Page MenuHomePhabricator

Ensure reports work for Wikidata harvests
Closed, ResolvedPublic

Description

We produce various reports during a harvest:

  • unused images
  • images without
  • unknown fields
  • ...

Ensure that these still work when feed data from a Wikidata harvests. One likely issue is e.g. to on an "unused images" list on a Wikipedia page make the assumption that the "source list" lives on the same wiki.

Event Timeline

One potential difference is that the source field (at least when viewed through the api) lists a wikidata source as http://www.wikidata.org/entity/<Qid> instead of e.g. //ka.wikipedia.org/w/index.php?title=<list name>

Change 370481 had a related patch set uploaded (by Lokal Profil; owner: Lokal Profil):
[labs/tools/heritage@wikidata] Make unused image reports deal with sparql harvested data

https://gerrit.wikimedia.org/r/370481

There is likely a similar need to look at the reflexes in the api. They should already be centralised though.

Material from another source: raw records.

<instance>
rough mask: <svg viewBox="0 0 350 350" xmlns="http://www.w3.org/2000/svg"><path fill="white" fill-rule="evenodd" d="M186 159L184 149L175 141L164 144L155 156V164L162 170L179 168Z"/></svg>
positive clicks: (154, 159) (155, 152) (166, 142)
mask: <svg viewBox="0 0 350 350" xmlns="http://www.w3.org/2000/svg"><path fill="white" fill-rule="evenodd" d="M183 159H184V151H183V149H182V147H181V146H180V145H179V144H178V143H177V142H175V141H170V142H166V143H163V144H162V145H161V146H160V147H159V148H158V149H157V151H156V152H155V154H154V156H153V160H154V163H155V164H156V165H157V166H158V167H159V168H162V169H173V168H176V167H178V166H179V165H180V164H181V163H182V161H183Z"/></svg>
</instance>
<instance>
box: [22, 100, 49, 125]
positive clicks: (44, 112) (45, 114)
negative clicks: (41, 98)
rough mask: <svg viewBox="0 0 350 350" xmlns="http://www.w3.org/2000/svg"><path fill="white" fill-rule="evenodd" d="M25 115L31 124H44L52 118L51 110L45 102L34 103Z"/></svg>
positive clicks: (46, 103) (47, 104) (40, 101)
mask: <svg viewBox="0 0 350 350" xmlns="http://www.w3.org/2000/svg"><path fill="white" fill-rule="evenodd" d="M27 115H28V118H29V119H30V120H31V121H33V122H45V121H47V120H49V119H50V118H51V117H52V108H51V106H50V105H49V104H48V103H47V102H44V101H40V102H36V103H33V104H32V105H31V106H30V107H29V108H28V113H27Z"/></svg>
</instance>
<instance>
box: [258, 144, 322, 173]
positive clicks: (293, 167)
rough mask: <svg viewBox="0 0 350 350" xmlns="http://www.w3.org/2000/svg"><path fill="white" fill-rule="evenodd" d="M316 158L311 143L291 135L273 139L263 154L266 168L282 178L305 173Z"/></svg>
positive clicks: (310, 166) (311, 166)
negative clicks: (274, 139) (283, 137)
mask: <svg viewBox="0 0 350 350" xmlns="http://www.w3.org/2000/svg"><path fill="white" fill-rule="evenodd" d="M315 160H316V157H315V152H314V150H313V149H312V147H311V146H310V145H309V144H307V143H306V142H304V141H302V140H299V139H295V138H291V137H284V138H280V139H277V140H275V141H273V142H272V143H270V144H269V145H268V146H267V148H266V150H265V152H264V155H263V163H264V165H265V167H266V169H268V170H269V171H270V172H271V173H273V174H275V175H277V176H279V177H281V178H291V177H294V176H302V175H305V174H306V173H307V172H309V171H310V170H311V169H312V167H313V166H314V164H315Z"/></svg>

Change 370481 merged by jenkins-bot:
[labs/tools/heritage@wikidata] Make scripts dealing with the sparql source field deal with sparql harvested data

https://gerrit.wikimedia.org/r/370481

I think that all that is now left to do is to run and inspect the results.

Lokal_Profil claimed this task.

Closing this and adding a comment to do a run once everything is live.